With a hypnotic, percussive and bop-influenced style, he regularly toured (and recorded) on his many visits to Japan where he became a cult figure with avant-garde musicians. Curiously, this date (recorded in 1972) with distinguished trumpeter Terumasa Hino and his quintet has never been released outside Japan – nor have any of his other Japanese albums.

This lavishly illustrated LP will doubtless attract some interest, if not actual enthusiasm. Waldron’s three-part composition Reminicent Suite (sic) occupies one side of the album, and Terumasa’s waltz-time Black Forest the other. Reminicent is dominated and marred by Hino’s high-pitched and rapidly delivered trumpet solos, with vamping (and monotonous) accompaniment from Waldron. Percussionists Motohiko and Uzi Imamura and bassist Isao Suzuki deftly manage the shifting tempos, but the piece then begins to unravel. To these unsympathetic ears, the entire piece is “reminiscent” of disorganised chaos.

Much the same can be said of Black Forest which is (mercifully) shorter but still “modal” jazz at its most impenetrable. Tenor saxophonist Uematsu does his best to enliven the proceedings but is defeated by an overlong drum solo and Waldron’s pianistic wanderings. NB: I may have received a faulty copy of this album as side two repeatedly (but fortunately) refused to play to the end without manual prompting.

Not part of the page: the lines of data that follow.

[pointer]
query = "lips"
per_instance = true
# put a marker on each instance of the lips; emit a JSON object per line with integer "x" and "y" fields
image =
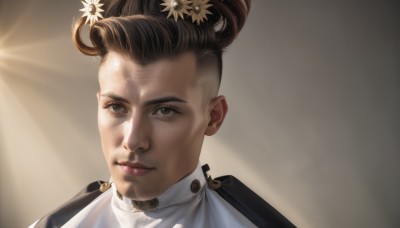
{"x": 134, "y": 169}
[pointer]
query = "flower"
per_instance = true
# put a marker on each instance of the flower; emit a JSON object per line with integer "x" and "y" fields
{"x": 92, "y": 11}
{"x": 199, "y": 10}
{"x": 177, "y": 8}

For more favourable estimates than these, see the extensive notes (in Japanese and English) that are included with this vinyl album – as well as an informative 7,500 word essay on Waldron by Tony Higgins. What’s my own verdict on Reminicent Suite? Much Ado About Very Little.

Reminicent Suite :Dig It Deep Down; Baby; Echoes; Once More With Feeling (23.41) – Black Forest (18.36)
Waldron (p); Hino (t); Takao Uematsu (ts); Isao Suzuki (b); Motohiko Hino (d); Uzi Imamura (pc). Tokyo Victor Studio, 14 August 1972.